Literature DB >> 24801167

Med1 subunit of the mediator complex in nuclear receptor-regulated energy metabolism, liver regeneration, and hepatocarcinogenesis.

Yuzhi Jia1, Navin Viswakarma, Janardan K Reddy.   

Abstract

Several nuclear receptors regulate diverse metabolic functions that impact on critical biological processes, such as development, differentiation, cellular regeneration, and neoplastic conversion.
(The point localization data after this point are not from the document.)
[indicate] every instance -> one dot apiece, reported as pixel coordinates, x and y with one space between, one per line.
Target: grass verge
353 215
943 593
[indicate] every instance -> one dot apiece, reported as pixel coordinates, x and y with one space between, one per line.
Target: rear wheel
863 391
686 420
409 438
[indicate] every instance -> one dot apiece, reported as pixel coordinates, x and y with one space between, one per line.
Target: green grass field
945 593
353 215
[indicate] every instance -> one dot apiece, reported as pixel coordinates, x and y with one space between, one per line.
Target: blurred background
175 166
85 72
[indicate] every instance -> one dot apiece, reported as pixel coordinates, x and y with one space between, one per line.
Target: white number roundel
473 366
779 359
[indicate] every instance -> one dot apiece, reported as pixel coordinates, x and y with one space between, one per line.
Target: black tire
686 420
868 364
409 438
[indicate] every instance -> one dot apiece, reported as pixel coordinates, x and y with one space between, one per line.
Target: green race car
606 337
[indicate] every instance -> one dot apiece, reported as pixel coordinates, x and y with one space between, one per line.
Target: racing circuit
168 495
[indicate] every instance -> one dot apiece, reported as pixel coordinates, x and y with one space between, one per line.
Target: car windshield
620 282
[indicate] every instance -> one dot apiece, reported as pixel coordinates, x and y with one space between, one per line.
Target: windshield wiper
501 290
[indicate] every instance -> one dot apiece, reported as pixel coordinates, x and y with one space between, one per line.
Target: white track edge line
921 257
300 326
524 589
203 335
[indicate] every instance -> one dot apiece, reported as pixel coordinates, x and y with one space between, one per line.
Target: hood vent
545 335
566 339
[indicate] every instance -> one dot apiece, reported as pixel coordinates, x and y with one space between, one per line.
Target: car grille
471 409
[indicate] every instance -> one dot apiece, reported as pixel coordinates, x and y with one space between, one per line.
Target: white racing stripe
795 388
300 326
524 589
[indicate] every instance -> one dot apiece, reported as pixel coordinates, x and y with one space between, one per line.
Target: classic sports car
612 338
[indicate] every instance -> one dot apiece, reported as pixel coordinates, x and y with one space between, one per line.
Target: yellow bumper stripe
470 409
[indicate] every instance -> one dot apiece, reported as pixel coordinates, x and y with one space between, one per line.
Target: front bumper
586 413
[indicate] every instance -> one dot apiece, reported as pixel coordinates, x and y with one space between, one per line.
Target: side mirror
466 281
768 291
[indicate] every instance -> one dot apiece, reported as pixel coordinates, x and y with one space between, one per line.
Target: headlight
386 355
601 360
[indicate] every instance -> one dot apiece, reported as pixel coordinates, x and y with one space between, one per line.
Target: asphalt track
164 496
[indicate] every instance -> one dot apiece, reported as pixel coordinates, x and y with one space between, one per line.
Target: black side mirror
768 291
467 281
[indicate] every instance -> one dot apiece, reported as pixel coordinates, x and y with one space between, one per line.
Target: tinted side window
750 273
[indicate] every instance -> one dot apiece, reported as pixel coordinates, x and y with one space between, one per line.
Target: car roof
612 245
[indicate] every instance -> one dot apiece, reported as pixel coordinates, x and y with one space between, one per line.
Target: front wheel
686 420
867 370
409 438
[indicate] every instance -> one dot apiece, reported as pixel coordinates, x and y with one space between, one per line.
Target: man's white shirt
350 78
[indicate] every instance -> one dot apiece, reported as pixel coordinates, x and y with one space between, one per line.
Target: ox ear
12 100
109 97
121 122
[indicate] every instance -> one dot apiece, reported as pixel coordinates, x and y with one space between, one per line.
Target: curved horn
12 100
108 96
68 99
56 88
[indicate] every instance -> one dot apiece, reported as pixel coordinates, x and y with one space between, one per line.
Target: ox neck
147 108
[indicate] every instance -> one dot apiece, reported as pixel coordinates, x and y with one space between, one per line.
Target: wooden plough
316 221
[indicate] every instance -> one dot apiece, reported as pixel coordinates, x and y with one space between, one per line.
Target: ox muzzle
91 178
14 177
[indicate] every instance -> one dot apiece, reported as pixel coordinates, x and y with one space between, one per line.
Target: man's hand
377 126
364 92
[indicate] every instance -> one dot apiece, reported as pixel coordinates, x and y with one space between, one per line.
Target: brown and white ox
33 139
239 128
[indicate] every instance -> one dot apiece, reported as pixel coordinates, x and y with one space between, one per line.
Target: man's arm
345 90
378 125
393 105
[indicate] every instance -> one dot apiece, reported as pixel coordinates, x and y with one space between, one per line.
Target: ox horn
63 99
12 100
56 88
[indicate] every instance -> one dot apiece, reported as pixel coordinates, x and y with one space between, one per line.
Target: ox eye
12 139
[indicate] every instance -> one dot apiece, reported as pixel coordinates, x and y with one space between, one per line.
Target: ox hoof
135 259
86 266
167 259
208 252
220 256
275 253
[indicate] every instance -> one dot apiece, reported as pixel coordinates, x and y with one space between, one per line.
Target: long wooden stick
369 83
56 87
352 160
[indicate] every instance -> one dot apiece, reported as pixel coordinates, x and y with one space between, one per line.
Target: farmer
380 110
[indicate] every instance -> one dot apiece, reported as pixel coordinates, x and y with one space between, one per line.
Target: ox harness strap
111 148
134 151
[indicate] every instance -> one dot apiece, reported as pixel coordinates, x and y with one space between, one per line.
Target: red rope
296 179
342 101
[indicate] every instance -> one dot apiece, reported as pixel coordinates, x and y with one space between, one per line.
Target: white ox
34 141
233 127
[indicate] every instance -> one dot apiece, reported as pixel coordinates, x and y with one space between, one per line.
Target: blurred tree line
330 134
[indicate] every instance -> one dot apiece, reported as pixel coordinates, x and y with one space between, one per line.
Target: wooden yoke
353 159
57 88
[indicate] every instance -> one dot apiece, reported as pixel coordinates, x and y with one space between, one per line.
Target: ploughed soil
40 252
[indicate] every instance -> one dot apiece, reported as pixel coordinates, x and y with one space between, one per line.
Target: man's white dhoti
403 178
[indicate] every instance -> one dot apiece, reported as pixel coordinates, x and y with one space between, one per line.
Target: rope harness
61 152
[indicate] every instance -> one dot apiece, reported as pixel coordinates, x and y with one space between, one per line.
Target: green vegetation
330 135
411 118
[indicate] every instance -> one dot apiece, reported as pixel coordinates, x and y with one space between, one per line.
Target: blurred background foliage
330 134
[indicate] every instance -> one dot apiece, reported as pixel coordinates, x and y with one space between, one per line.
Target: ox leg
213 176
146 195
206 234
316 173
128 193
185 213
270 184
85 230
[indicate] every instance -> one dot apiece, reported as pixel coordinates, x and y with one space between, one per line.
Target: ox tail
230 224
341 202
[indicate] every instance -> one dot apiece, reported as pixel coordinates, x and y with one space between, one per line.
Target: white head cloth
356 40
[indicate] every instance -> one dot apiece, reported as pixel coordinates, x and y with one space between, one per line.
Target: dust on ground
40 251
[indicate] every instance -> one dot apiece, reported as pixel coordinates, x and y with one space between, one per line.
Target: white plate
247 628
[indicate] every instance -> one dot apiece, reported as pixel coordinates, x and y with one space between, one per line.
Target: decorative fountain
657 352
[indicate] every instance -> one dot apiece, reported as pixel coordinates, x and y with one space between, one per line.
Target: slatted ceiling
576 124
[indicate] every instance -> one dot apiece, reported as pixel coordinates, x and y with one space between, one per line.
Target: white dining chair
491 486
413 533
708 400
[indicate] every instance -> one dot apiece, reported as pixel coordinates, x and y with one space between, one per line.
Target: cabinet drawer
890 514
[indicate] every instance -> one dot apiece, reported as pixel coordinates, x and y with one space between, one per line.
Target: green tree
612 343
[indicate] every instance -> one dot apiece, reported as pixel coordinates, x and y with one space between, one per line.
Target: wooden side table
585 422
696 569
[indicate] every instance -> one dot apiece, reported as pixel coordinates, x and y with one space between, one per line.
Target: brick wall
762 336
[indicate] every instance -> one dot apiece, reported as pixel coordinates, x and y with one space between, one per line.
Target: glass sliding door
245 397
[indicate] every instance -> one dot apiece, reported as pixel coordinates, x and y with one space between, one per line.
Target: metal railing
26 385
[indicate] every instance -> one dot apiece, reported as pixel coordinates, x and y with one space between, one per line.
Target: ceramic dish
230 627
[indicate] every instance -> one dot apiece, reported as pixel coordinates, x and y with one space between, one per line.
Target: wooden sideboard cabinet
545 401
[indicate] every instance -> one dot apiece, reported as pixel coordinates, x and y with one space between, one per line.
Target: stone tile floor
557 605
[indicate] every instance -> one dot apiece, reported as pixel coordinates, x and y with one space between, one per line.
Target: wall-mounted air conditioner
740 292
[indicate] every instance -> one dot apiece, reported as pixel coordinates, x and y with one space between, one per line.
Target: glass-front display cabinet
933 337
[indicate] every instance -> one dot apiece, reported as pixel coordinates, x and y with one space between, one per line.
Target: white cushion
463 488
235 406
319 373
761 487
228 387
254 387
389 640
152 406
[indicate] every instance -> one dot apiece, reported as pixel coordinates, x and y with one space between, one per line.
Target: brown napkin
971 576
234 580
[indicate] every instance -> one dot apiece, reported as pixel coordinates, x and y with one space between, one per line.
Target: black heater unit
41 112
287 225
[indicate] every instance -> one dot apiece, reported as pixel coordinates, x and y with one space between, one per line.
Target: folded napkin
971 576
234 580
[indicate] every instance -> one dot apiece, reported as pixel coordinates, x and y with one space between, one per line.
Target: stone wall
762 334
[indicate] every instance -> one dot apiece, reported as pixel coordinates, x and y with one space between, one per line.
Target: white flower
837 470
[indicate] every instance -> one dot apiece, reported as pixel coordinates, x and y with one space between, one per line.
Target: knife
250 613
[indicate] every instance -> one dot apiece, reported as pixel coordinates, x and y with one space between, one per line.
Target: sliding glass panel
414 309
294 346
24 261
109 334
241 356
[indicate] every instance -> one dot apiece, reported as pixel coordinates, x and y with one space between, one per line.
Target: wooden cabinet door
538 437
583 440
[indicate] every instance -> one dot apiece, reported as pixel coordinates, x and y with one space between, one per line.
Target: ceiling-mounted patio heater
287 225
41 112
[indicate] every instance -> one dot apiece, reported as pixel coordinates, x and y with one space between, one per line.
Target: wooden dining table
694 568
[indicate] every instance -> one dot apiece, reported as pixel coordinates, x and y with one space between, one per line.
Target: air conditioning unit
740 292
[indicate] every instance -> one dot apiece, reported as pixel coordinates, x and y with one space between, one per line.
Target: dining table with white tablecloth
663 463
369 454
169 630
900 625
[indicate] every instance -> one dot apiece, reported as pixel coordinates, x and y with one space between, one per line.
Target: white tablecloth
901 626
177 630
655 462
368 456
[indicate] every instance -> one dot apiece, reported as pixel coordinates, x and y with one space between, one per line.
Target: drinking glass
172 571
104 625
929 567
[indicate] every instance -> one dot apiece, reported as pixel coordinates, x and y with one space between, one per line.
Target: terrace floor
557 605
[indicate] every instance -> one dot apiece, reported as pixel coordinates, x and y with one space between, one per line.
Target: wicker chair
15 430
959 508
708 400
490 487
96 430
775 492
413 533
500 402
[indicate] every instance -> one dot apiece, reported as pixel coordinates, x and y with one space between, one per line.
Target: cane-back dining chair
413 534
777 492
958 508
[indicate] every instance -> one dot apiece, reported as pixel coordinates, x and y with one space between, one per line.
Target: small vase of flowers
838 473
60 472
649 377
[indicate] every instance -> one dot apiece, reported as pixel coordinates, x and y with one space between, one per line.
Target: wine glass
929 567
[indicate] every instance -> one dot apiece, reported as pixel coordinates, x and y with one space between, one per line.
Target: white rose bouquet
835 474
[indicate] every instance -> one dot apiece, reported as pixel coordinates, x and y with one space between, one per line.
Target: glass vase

In the liver, some members of the nuclear receptor family, such as peroxisome proliferator-activated receptors (PPARs), constitutive androstane receptor (CAR), farnesoid X receptor (FXR), liver X receptor (LXR), pregnane X receptor (PXR), glucocorticoid receptor (GR), and others, regulate energy homeostasis, the formation and excretion of bile acids, and detoxification of xenobiotics. Excess energy burning resulting from increases in fatty acid oxidation systems in liver generates reactive oxygen species, and the resulting oxidative damage influences liver regeneration and liver tumor development. These nuclear receptors are important sensors of exogenous activators as well as receptor-specific endogenous ligands. In this regard, gene knockout mouse models revealed that some lipid-metabolizing enzymes generate PPARα-activating ligands, while others such as ACOX1 (fatty acyl-CoA oxidase1) inactivate these endogenous PPARα activators. In the absence of ACOX1, the unmetabolized ACOX1 substrates cause sustained activation of PPARα, and the resulting increase in energy burning leads to hepatocarcinogenesis. Ligand-activated nuclear receptors recruit the multisubunit Mediator complex for RNA polymerase II-dependent gene transcription. Evidence indicates that the Med1 subunit of the Mediator is essential for PPARα, PPARγ, CAR, and GR signaling in liver. Med1 null hepatocytes fail to respond to PPARα activators in that these cells do not show induction of peroxisome proliferation and increases in fatty acid oxidation enzymes. Med1-deficient hepatocytes show no increase in cell proliferation and do not give rise to liver tumors. Identification of nuclear receptor-specific coactivators and Mediator subunits should further our understanding of the complexities of metabolic diseases associated with increased energy combustion in liver.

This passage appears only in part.